小田茂子さん。
「茂三郎さんのことは、おじいさんからよく聞いていた」
茂三郎さんは、茂子さんのおじいさんである岩太郎さんの従兄弟に当たる人。おじいさん同士が従兄弟なので、茂子さんとスティーブさんは三従兄弟(みいとこ)ということになる。
「おじいさんが、茂三郎さんは立派な人だったといつも言っていた」
茂三郎さんにさそわれて、茂子さんのおじいさんもカナダにサケ漁に行ったことがあるそうだ。
80歳をすぎた彼女は、記憶の糸をたどるように何度も同じ話を繰り返しながら、だんだんといろいろなことを思い出していった。

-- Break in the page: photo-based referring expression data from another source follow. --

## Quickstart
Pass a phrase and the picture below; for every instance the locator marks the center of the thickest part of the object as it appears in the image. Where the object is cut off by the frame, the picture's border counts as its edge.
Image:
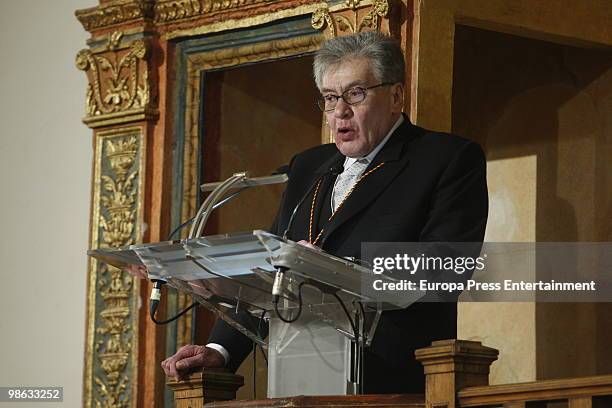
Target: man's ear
(397, 95)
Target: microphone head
(284, 169)
(337, 169)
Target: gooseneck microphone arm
(334, 171)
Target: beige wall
(45, 168)
(524, 98)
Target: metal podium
(232, 275)
(335, 315)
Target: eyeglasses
(351, 96)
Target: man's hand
(190, 358)
(137, 271)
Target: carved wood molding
(112, 318)
(118, 90)
(114, 13)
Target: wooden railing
(585, 392)
(456, 376)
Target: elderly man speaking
(400, 183)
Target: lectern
(321, 317)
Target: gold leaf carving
(177, 9)
(118, 77)
(380, 9)
(338, 22)
(118, 199)
(115, 13)
(172, 10)
(321, 17)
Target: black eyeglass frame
(321, 100)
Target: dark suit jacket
(432, 187)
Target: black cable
(261, 319)
(348, 316)
(299, 312)
(153, 308)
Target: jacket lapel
(371, 186)
(335, 161)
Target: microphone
(334, 170)
(284, 169)
(155, 296)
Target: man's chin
(350, 149)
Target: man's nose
(343, 109)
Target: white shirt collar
(348, 161)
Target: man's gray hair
(383, 52)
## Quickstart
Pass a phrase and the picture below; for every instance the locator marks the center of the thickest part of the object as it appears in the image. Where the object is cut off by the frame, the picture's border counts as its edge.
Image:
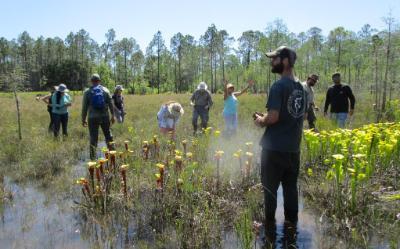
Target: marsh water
(38, 217)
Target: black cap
(283, 52)
(95, 77)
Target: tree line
(367, 58)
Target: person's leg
(194, 119)
(51, 124)
(57, 123)
(271, 172)
(289, 186)
(93, 124)
(105, 127)
(204, 117)
(341, 118)
(64, 123)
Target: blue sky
(141, 19)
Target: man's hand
(250, 83)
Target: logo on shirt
(296, 104)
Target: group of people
(289, 103)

「おじいさんからはよく『おまえたちは贅沢だ』としかられた」
おじいさんたちはカナダに行って、寒い川でサケ漁をするのに、手袋がないからぼろ布をぐるぐる手に巻いてサケを取っていたという。
「ジャップ、ジャップとよばれて、本当にキツい仕事だったといつも言っていた」
おじいさんは茂三郎さんをとても尊敬していたから、孫が生まれた時に茂三郎の名前から一文字もらって茂子と名付けた。その茂子さんは、両親を早くになくし、おじいさんに育てられた。

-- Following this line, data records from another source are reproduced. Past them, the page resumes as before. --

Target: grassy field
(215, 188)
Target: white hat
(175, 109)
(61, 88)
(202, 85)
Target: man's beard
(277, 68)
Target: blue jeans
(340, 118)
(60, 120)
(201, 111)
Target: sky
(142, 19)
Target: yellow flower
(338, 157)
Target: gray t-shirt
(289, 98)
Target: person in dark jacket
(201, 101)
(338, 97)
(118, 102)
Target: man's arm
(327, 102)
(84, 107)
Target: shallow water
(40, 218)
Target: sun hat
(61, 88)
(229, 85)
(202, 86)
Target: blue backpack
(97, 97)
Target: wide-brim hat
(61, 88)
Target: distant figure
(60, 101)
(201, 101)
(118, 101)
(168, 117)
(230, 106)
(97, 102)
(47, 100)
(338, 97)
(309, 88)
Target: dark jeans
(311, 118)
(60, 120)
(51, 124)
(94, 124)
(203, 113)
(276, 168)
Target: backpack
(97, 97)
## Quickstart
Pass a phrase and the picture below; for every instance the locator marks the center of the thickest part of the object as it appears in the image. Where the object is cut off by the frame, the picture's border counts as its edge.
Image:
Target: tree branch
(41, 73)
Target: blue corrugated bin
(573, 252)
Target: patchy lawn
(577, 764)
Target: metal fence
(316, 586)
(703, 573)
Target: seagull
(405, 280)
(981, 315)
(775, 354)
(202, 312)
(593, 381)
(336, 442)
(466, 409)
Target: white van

「おじいさんは、この島の人たちが、カナダで自分たちが働いていたくらい働いていたら、島はもっと潤っていただろうに、とも言っていた」
ふと茂子さんがつぶやく。
「たしか、みつのしょうからおよめさんをもらったって言ってたねえ。」
スティーブさんのおばあさんのことだ!おばあさんの出身地は例のスティーブさんの持っている記録にも載っていない。新情報だった。
「三庄(みつのしょう)は、因島にあるの。私は因島の出身だから」いっしょに話を聞いてくれている敦子さんが補足して教えてくれた。